This repository is concerned about the data we're going to ingress to the application, like how we clean and process the data. For the application itself we created a separate github link
Our goal in gathering data was to provide voters with information on the 44,000 candidates running this upcoming elections. We sourced data from previous elections, to get previous candidacy details. We then tried processing election results which became a problem as Comelecs data was hacked and corrupted back in 2016. We also faced the problem of having to mine data with inconsistent formats, which required a different script each time.
- Install the Latest APK release Here:
For a more detailed instruction guide visit Veripol App Github
To reproduce the code, make sure to install all the dependencies and modules with respect to the python script you want to run. The libraries used in each python file are commented right beside the imports
It all started with scraping the data from the https://comelec.gov.ph/?r=2022NLE/ListsofCandidates/TentativeListsofCandidates containing PDF files for each local and national candidates
The first step is to use python script that imports beatifulsoup4 to parse the HTML source code from the website and capture the links associated to the anchor tags. These links are saved to a list in python and after collecting all of the links, it is iterated through a loop and download each file with a user-defined helper function "download(url: str, dest_folder: str, filename: str)"
This process then outputs a set of folders with respect to their location in the format of REGION_NUMBER/PROVINCE/MUNICIPALITY.PNG
The PDF Files are then fed to another python script that merges all the PDF files into 2 parts, since this is in preparation for converting the PDF file to and XLSX file. The limitation occurs in this conversion part where there is a limit of the number of pages that the conversion software can handle. This merging is just done by PyPDF2 module.
Since there are already 2 Merged PDF Files, the conversion from PDF to XLSX is also done twice. This is done using Adobe Acrobat by exporting the PDF File as an XLSX File.
This process outputs 2 XLSX Files
The XLSX Files can be coverted to a CSV Files through Microsoft Excel by saving it as a CSV File. Since there are 2 XLSX files, then there will also be 2 CSV Files.
At this point, these 2 CSV files can be merged to one, but following through the experience, they remained to be separated.
The 2 CSV Files are fed to a python script that uses "csv" module to simplify the workload of iterating through each row of the CSV files.
The extraction of data are done based on the Entity Relationship Diagram which are also made as class models in a python file.
At this step, it already requires SQLAlchemy to handle the database. The database contains the following tables
- Location
- Position
- PoliticalParty
- Candidate
- FiledCandidacy
- ElectionResult
- HouseBills
- SenateBills
The data is first residing on a local database to answer immidiate concerns to create the application.
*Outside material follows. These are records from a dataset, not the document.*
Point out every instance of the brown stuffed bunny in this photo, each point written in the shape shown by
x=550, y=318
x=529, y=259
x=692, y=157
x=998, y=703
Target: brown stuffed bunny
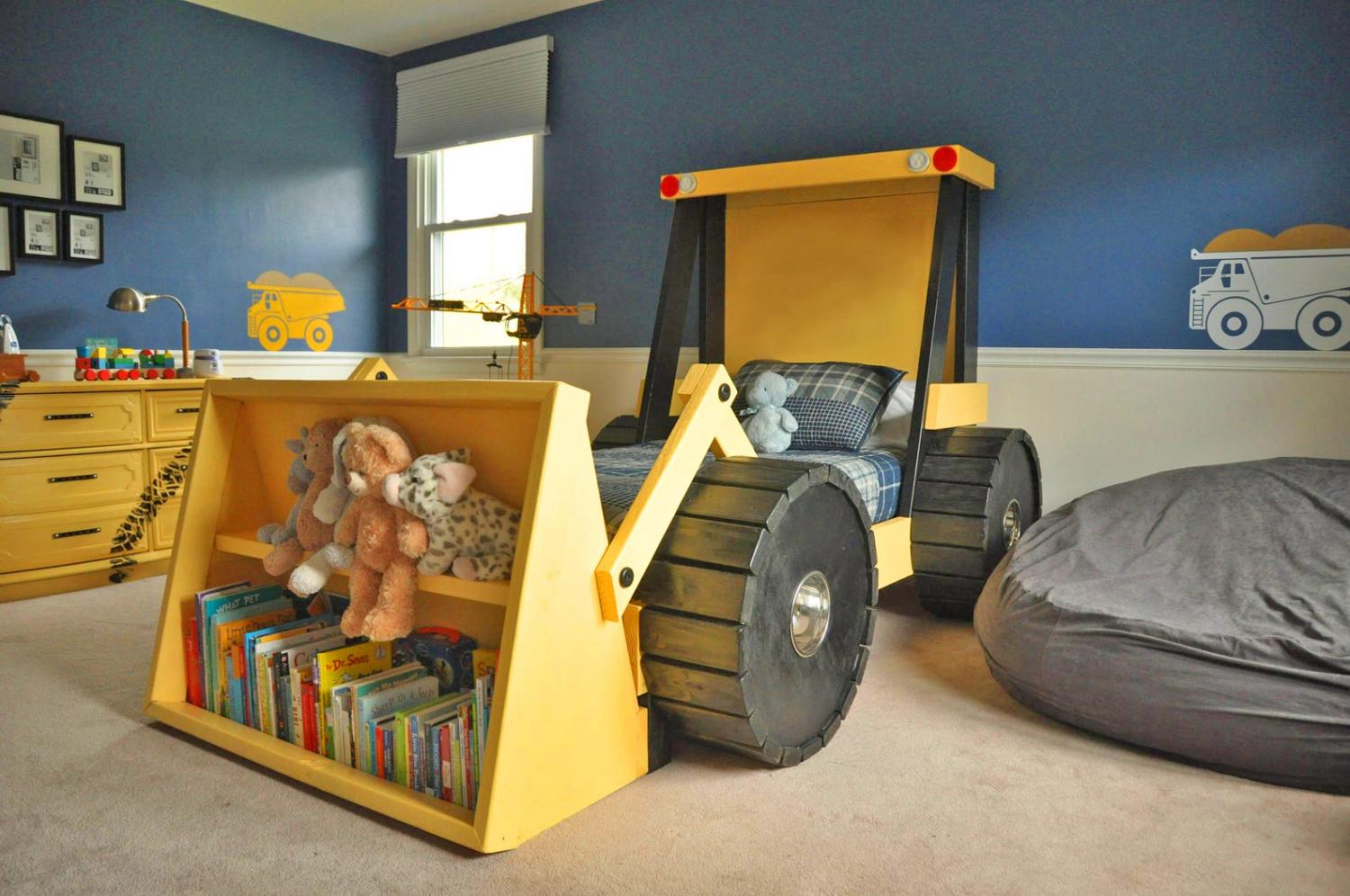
x=310, y=534
x=386, y=540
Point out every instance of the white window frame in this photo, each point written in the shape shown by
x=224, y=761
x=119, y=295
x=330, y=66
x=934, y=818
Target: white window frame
x=421, y=196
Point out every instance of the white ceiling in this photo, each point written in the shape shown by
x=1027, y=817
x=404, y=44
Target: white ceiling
x=389, y=26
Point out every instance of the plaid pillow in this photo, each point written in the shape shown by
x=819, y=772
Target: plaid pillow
x=836, y=404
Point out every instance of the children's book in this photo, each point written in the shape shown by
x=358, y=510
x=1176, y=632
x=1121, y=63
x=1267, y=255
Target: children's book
x=310, y=696
x=286, y=663
x=345, y=664
x=370, y=701
x=192, y=660
x=227, y=632
x=207, y=599
x=264, y=636
x=265, y=656
x=418, y=733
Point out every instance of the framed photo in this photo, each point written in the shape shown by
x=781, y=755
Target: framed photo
x=40, y=232
x=96, y=170
x=84, y=237
x=32, y=161
x=5, y=240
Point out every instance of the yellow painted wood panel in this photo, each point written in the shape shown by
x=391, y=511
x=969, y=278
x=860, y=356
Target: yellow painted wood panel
x=840, y=280
x=70, y=420
x=956, y=405
x=38, y=540
x=891, y=165
x=165, y=524
x=559, y=659
x=894, y=560
x=172, y=416
x=35, y=485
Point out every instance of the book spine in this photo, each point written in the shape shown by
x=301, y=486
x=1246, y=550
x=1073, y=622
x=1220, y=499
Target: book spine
x=280, y=698
x=308, y=694
x=434, y=763
x=415, y=755
x=446, y=790
x=192, y=660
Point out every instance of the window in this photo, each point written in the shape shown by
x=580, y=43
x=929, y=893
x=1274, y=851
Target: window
x=475, y=228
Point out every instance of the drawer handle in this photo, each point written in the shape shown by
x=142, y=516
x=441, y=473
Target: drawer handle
x=80, y=478
x=76, y=532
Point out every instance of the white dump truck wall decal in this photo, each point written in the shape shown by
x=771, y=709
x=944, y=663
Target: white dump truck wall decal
x=1252, y=282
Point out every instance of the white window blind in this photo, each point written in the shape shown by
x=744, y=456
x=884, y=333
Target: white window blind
x=482, y=96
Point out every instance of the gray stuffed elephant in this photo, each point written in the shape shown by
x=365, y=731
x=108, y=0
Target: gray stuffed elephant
x=771, y=426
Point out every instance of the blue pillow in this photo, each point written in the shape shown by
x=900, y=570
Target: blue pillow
x=837, y=405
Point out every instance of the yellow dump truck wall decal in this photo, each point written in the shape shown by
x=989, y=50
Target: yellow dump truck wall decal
x=286, y=308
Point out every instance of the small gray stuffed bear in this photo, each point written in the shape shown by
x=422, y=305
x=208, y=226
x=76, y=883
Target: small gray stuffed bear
x=770, y=426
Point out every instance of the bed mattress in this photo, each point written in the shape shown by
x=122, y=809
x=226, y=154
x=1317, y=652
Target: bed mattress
x=875, y=472
x=1203, y=613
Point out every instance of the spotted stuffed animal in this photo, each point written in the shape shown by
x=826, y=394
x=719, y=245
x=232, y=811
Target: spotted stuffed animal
x=467, y=532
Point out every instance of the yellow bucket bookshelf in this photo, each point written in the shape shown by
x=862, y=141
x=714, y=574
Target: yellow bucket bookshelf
x=566, y=725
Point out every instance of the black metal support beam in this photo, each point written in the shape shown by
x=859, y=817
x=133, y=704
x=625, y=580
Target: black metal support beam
x=967, y=308
x=937, y=318
x=677, y=281
x=712, y=282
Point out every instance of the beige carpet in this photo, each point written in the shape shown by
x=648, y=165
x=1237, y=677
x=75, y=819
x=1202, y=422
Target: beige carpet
x=936, y=783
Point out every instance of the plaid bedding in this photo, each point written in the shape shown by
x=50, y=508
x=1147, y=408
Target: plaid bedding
x=836, y=404
x=875, y=472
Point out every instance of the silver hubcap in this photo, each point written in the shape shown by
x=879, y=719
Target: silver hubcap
x=1012, y=524
x=810, y=614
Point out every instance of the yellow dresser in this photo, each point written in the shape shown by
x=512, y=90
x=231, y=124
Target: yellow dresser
x=91, y=480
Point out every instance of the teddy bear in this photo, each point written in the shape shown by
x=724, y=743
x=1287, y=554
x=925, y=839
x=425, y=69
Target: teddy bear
x=469, y=532
x=386, y=540
x=310, y=534
x=313, y=574
x=297, y=480
x=771, y=426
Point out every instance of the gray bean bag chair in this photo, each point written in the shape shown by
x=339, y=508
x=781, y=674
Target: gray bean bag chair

This also saves time and read/write quota incurred from firebase' free tier pack.
Once the data were finalized, the database file is then fed to a python script that imports SQLAlchemy to read the database and pyrebase module to push the data to the firestore.
After some hours, the data from the local SQLite db are already copied into the NoSQSL firebase firebase.
- Due to limitation of Firebase Firestore Free Tier, pushing previous years of candidacy (2019, 2016, 2010, etc) is challenging due to time constraints and quota that firebase has allocated for free tier packages.
- Firebase only allows 50,000 document reads per day
- Firebase only allows 20,000 document writes The total data for filed candidacy table alone has around 44,000 rows and another 44,000 rows on candidates table just for the 2022 candidates. This huge amount of data takes days or weeks to fully push all of the data. This also implies that including the previous years of candidacies will increase the amount of documment writes needed.